AP Chemistry: Chemical Kinetics (Unit 5)

Chemical Kinetics

The study of the speed (rate) at which chemical reactions occur and the mechanisms by which they happen.

Rate of a reaction

The change in concentration of reactants or products per unit of time.

Reactants

Substances that disappear (negative change in concentration) during a chemical reaction.

Products

Substances that appear (positive change in concentration) during a chemical reaction.

Rate expression

Rate = -1/a * Δ[A]/Δt = -1/b * Δ[B]/Δt = 1/c * Δ[C]/Δt = 1/d * Δ[D]/Δt.

Factors affecting reaction rate

Concentration, pressure, surface area, temperature, and catalysts.

Effect of Concentration on reaction rate

Higher concentration leads to more frequent collisions, resulting in a faster rate.

Effect of Pressure on reaction rate

Increasing pressure increases concentration, leading to a faster reaction rate.

Effect of Surface Area on reaction rate

Greater surface area results in more collision sites and a faster reaction rate.

Effect of Temperature on reaction rate

Higher temperature increases particle speed and energy, resulting in more effective collisions.

Catalysts

Substances that speed up a reaction by providing an alternative pathway with a lower activation energy.

Differential Rate Law

Describes the relationship between the rate of the reaction and the concentration of reactants.

Rate Constant (k)

The proportionality constant in the rate equation; temperature-dependent and does not change with concentration.

Reaction Order

The exponents (m and n) in the rate law that indicate the sensitivity of the rate to changes in concentration.

Zero Order Reaction

Rate is independent of the concentration of the reactant. Doubling concentration has no effect on the rate.

First Order Reaction

Rate is directly proportional to the concentration of one reactant. Doubling concentration doubles the rate.

Second Order Reaction

Rate is proportional to the square of the concentration of a reactant. Doubling concentration quadruples the rate.

Method of Initial Rates

A method to determine the rate law by observing how the initial rate changes with varying reactant concentrations.

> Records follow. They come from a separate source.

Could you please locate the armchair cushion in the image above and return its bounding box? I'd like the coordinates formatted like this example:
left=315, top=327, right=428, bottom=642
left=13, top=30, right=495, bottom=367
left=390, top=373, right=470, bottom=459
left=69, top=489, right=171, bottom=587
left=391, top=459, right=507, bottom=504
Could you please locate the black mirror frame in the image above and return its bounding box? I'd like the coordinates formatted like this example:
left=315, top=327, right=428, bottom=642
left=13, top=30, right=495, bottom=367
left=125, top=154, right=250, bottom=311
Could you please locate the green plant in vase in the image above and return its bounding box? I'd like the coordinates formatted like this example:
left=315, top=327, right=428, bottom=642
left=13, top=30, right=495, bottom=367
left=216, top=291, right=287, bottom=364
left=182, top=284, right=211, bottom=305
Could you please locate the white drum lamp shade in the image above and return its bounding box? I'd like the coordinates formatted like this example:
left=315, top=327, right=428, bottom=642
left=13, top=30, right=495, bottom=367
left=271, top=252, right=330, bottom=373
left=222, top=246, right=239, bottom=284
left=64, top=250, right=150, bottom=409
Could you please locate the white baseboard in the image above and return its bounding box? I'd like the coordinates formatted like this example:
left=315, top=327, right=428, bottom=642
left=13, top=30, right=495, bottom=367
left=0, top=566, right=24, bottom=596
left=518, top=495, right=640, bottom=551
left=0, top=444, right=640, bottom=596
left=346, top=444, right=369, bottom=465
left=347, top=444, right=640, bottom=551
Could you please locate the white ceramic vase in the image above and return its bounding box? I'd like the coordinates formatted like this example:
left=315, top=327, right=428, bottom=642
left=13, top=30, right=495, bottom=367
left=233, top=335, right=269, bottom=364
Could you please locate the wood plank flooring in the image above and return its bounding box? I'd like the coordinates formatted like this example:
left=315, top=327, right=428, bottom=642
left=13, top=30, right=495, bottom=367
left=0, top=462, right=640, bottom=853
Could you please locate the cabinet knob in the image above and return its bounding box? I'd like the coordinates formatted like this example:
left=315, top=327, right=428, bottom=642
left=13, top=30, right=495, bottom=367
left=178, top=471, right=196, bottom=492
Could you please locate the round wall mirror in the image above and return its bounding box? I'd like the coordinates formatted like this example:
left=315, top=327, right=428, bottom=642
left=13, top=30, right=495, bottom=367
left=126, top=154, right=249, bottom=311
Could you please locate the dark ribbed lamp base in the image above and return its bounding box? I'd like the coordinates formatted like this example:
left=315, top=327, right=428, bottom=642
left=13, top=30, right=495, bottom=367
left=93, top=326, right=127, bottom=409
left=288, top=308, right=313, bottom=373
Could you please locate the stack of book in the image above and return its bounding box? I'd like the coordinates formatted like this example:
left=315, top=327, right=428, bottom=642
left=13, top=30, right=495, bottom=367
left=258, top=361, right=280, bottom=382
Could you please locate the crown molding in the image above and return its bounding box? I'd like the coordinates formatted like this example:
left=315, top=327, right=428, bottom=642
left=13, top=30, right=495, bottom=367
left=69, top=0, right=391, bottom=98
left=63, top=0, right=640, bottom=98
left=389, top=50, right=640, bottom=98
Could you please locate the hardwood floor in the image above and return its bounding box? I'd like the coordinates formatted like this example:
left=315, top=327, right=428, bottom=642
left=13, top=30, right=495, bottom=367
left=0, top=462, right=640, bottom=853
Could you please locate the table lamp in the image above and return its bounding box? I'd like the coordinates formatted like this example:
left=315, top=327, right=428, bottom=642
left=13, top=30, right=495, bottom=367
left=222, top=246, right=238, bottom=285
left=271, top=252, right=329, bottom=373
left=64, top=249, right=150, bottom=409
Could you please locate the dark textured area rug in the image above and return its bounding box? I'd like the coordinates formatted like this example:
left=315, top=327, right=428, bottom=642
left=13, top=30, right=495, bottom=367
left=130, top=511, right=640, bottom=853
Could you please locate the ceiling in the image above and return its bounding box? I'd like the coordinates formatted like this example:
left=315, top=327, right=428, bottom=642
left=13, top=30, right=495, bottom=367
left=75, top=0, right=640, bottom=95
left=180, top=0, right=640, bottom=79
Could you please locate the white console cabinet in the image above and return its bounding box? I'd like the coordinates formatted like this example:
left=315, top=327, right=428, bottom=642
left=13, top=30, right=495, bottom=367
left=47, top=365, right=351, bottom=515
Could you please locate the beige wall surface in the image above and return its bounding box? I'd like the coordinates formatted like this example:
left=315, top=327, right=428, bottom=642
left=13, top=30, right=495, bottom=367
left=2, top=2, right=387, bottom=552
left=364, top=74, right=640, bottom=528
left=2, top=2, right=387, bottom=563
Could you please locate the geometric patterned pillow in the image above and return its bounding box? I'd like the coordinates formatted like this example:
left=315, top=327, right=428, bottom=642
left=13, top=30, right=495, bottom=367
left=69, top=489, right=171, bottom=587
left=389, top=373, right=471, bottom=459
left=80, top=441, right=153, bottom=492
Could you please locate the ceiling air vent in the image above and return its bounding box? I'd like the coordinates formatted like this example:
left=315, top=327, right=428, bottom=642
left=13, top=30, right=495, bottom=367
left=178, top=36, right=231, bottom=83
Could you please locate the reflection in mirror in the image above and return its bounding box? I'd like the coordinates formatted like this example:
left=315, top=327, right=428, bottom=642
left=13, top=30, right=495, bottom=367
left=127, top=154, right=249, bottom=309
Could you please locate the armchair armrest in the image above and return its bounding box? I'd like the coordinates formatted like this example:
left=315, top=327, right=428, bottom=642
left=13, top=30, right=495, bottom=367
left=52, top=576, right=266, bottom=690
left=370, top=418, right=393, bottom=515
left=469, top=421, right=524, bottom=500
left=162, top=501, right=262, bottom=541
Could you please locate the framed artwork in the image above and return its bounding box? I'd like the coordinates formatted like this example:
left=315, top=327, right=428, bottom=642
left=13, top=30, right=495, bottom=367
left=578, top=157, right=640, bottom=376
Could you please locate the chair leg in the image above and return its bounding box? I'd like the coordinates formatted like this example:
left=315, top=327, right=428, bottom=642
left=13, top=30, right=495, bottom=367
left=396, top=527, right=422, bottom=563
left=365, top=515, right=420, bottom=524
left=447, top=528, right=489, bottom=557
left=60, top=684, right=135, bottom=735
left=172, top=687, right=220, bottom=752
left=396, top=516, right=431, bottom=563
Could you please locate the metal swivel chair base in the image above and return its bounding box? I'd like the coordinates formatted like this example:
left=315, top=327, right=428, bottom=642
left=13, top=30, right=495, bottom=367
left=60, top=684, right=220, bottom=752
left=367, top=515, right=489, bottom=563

Rate-Determining Step (RDS)

The slowest step in a reaction mechanism that determines the overall reaction rate.

Integrated Rate Laws

Relate concentration of reactants/products to time, allowing calculations of remaining concentrations after a period.

Half-Life (t_{1/2})

The time required for the concentration of a reactant to decrease to half of its initial value.

Zero Order Half-Life

t{1/2} = [A]0 / 2k, depends on initial concentration.

First Order Half-Life

t_{1/2} = 0.693 / k, constant and independent of concentration.

Collision Theory

For a reaction to occur, particles must collide with correct orientation and sufficient energy (greater than activation energy).

Activation Energy (E_a)

The minimum energy required for a reaction to occur.

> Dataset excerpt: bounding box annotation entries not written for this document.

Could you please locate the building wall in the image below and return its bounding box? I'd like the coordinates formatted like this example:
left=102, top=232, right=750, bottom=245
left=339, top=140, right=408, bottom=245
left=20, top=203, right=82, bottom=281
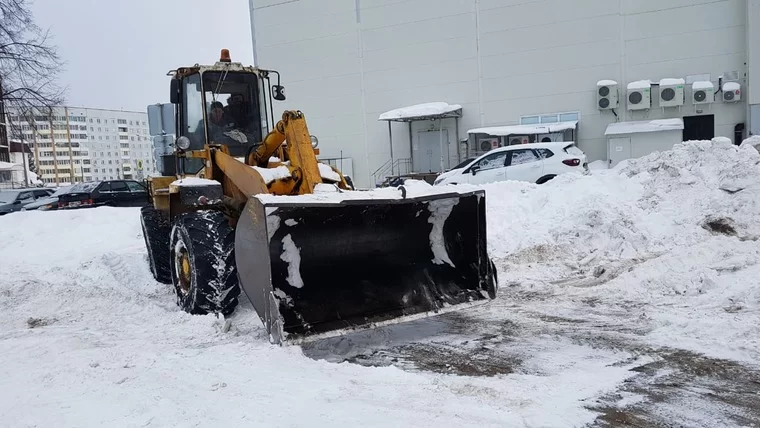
left=746, top=0, right=760, bottom=135
left=9, top=107, right=157, bottom=185
left=250, top=0, right=756, bottom=186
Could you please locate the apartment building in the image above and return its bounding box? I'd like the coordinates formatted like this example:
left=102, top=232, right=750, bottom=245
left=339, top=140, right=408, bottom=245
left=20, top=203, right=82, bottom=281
left=8, top=106, right=157, bottom=185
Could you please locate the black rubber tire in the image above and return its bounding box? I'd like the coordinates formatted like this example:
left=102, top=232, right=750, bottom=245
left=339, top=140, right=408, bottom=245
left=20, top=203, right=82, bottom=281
left=536, top=175, right=556, bottom=184
left=140, top=206, right=172, bottom=284
left=169, top=210, right=240, bottom=315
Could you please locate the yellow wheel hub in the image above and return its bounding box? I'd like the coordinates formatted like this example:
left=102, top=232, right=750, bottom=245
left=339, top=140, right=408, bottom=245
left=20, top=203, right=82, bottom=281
left=177, top=248, right=192, bottom=294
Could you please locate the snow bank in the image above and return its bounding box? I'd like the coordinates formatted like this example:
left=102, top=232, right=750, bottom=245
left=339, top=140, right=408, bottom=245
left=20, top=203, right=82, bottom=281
left=741, top=135, right=760, bottom=149
left=691, top=80, right=715, bottom=91
left=171, top=177, right=221, bottom=187
left=660, top=77, right=686, bottom=86
left=317, top=163, right=340, bottom=181
left=280, top=234, right=303, bottom=288
left=723, top=82, right=742, bottom=92
left=251, top=165, right=290, bottom=184
left=254, top=180, right=479, bottom=204
left=486, top=139, right=760, bottom=361
left=378, top=102, right=462, bottom=120
left=628, top=80, right=652, bottom=89
left=428, top=199, right=459, bottom=267
left=604, top=119, right=683, bottom=135
left=0, top=207, right=633, bottom=427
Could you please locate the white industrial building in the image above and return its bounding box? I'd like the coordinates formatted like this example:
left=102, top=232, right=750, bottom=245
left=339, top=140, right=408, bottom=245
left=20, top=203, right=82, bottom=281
left=7, top=107, right=157, bottom=185
left=251, top=0, right=760, bottom=186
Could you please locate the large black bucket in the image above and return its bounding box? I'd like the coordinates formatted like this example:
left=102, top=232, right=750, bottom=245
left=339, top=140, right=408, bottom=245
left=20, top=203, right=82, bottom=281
left=235, top=191, right=497, bottom=343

Maxwell-Boltzmann Distribution

Describes the distribution of speeds of molecules in a gas, illustrating how temperature affects reaction rates.

Arrhenius Equation

k = Ae^{-E_a/RT}, relates the rate constant to temperature and activation energy.

Elementary Step

A single molecular event in a multi-step reaction mechanism.

Molecularity

The number of reactant molecules involved in an elementary step (unimolecular, bimolecular, termolecular).

Intermediate

A substance produced in one step of a mechanism and consumed in a later step.

Catalyst

A substance that increases the rate of a reaction without being consumed, by lowering the activation energy.

Exothermic Reaction

A reaction where the energy of products is lower than that of reactants, releasing heat.

Endothermic Reaction

A reaction where the energy of products is higher than that of reactants, absorbing heat.

Catalysis Types

Includes acid-base catalysis, surface catalysis, and enzyme catalysis.

Correct Orientation

The specific angle at which reacting particles must collide to result in a reaction.

Common Mistake: Confusing Rate with Rate Constant

The rate can change with concentration, but rate constant k changes only with temperature or catalysts.

Slopes of Integrated Rate Laws

For zero and first order the slope is negative, while for second order the slope is positive.

Overall Order of Reaction

The sum of the powers of the concentration terms in the rate equation.

Rate Law from Elementary Steps

The rate law of an overall reaction is equal to the rate law of the rate-determining step.

Common Pitfall: Stoichiometric Coefficients as Orders

Assuming reaction orders are equal to stoichiometric coefficients from the balanced equation, rather than determined experimentally.

Units of the Rate Constant (k)

Change depending on the overall order of the reaction to ensure units balance as M/s.

Graphical Method for Reaction Order

Identifying the order of reaction graphically by plotting [A], ln[A], or 1/[A] against time.

Overall Reaction Rate

The speed at which reactants are converted into products across all elementary steps.